> Cyprus talks: Cyprus talks 'at crossroads' - UN envoy - Olomo TIMES

Cyprus talks: Cyprus talks 'at crossroads' - UN envoy

The United Nations' envoy for Cyprus Espen Barthe Eide on Thursday said the negotiations talks between Greek and Turkish Cypriots to end the decades-old division of island have reached a critical juncture with only a small number of issues left to be resolved.

The island of Cyprus has been split on ethnic lines since 1974, when Turkish troops invaded the north of the island in response to a coup by Greek Cypriot militants seeking union with Greece.

The problem since then has kept Greece and Turkey at loggerheads and holding back Ankara's ambitions of joining the European Union.
"We are at a crossroads," UN envoy Espen Barthe Eide told Reuters in an interview.
"I think the leaders know that we are at the crossroads and at the crossroads you have to take the right turn, or the alternative is the wrong turn," he added.
Eide, a former Norwegian foreign minister, has been overseeing the talks between Greek Cypriot President Nicos Anastasiades, and Turkish Cypriot leader Mustafa Akinci for about two years as him and his team facilitate the discussions between the two leaders to reunite the island under a federal umbrella of two semi-autonomous zones.

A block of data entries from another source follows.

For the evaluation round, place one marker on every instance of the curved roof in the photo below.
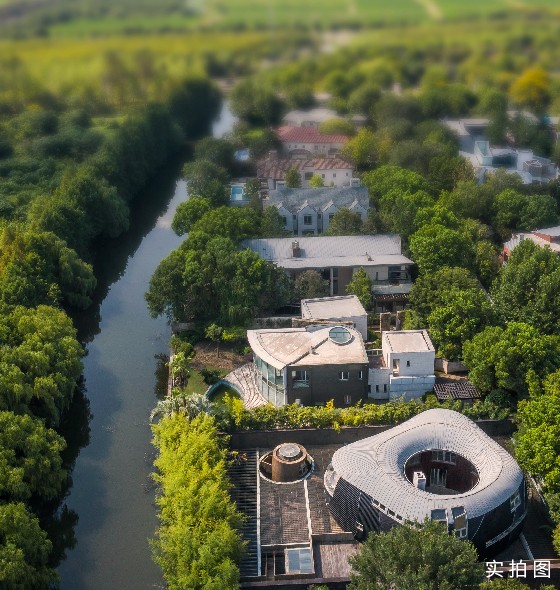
(375, 465)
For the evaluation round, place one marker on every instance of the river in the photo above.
(112, 493)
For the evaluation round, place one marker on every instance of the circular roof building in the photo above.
(438, 465)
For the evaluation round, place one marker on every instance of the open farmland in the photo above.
(67, 18)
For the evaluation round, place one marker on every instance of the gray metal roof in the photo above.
(376, 464)
(326, 308)
(294, 199)
(312, 345)
(325, 251)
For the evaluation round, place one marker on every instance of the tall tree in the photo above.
(361, 286)
(409, 557)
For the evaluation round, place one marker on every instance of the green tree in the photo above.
(459, 316)
(24, 551)
(501, 358)
(40, 362)
(389, 178)
(310, 284)
(30, 461)
(434, 246)
(361, 149)
(188, 213)
(272, 224)
(361, 286)
(206, 179)
(198, 543)
(215, 150)
(344, 223)
(256, 103)
(215, 333)
(532, 89)
(428, 291)
(526, 289)
(316, 181)
(408, 557)
(293, 178)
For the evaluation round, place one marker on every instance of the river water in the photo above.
(112, 493)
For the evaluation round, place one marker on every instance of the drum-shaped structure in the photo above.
(438, 465)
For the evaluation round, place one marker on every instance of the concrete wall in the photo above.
(410, 387)
(268, 439)
(325, 384)
(421, 363)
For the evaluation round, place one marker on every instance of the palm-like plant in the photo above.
(180, 402)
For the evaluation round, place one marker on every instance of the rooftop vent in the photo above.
(287, 463)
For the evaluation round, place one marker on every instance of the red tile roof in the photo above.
(307, 135)
(277, 168)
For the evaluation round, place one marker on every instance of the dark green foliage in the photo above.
(188, 213)
(425, 556)
(310, 284)
(40, 361)
(193, 105)
(198, 544)
(256, 103)
(216, 283)
(30, 461)
(272, 224)
(392, 178)
(24, 551)
(38, 268)
(208, 180)
(527, 289)
(459, 316)
(361, 286)
(217, 151)
(501, 358)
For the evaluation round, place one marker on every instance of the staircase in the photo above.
(243, 474)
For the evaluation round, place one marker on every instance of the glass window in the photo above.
(514, 501)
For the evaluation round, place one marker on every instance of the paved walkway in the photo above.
(243, 379)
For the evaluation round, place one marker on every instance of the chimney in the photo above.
(419, 480)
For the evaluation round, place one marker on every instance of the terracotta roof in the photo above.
(276, 168)
(308, 135)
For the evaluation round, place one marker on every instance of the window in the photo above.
(300, 378)
(514, 501)
(443, 456)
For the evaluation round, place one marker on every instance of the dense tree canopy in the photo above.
(40, 361)
(30, 461)
(24, 550)
(198, 543)
(501, 358)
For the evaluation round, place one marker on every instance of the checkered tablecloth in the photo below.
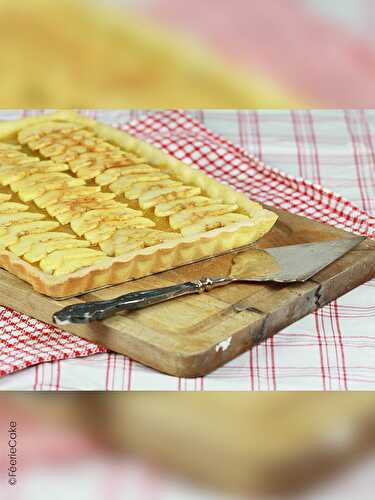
(330, 349)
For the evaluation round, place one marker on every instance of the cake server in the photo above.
(287, 264)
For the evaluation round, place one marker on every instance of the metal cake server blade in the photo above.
(287, 264)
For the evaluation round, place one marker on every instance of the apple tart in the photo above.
(84, 206)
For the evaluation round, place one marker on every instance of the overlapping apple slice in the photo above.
(10, 234)
(213, 222)
(155, 196)
(33, 134)
(95, 218)
(112, 174)
(189, 216)
(124, 183)
(66, 261)
(172, 207)
(127, 240)
(33, 186)
(9, 174)
(87, 154)
(65, 195)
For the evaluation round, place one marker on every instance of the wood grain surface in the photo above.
(191, 336)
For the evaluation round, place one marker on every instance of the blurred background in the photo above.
(212, 53)
(173, 446)
(163, 53)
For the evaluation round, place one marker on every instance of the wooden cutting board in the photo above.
(259, 443)
(191, 336)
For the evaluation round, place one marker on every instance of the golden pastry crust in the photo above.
(124, 208)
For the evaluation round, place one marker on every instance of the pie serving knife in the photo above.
(287, 264)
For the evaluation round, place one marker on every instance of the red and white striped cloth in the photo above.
(330, 349)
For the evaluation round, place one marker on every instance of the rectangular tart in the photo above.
(84, 206)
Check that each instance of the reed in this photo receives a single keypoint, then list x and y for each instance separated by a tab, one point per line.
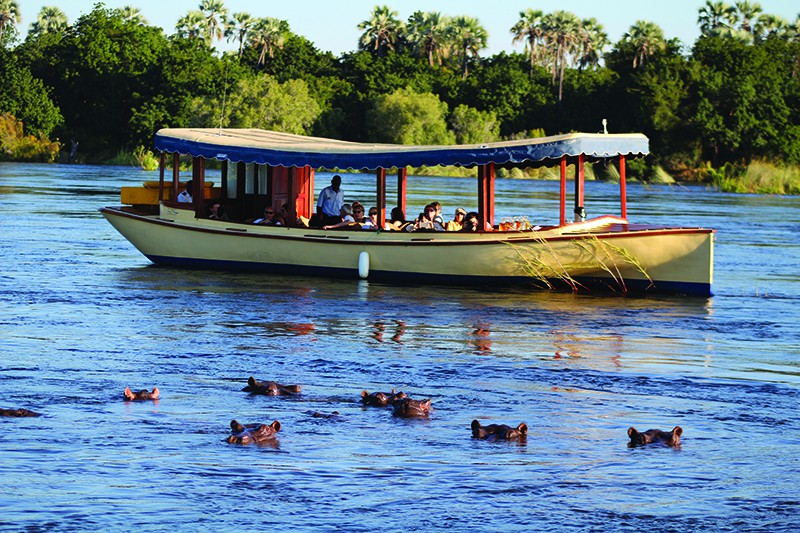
759	177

According to Eide, there was "no doubt" that the two had come closer to a solution than ever before. 

On whether a peace plan could be agreed by the two sides and then put to forward in a referendum this year, he said that; "I believe its possible. Whether it will happen, I think I will remain open. It's doable."

He added that "There are a relatively small number of outstanding issues, the vast majority is done." 

Greece, Turkey and Britain are guarantor powers under a 1960 treaty that granted the former British colony independence. It was cited by Turkey as a basis for the 1974 invasion, of which Greek Cypriots and Greece want the system dismantled but Turkey and Turkish Cypriots want the system to remain intact.
"On that one I am quite optimistic, that's within reach," Eide said on the prospects of a deal on security.
Though there is no timeframe for a settlement, Eide said it was understood that the process could not go on indefinitely.
"There is no time limit ... but there is a shared understanding that we do not have oceans of time and that there is no time like the present."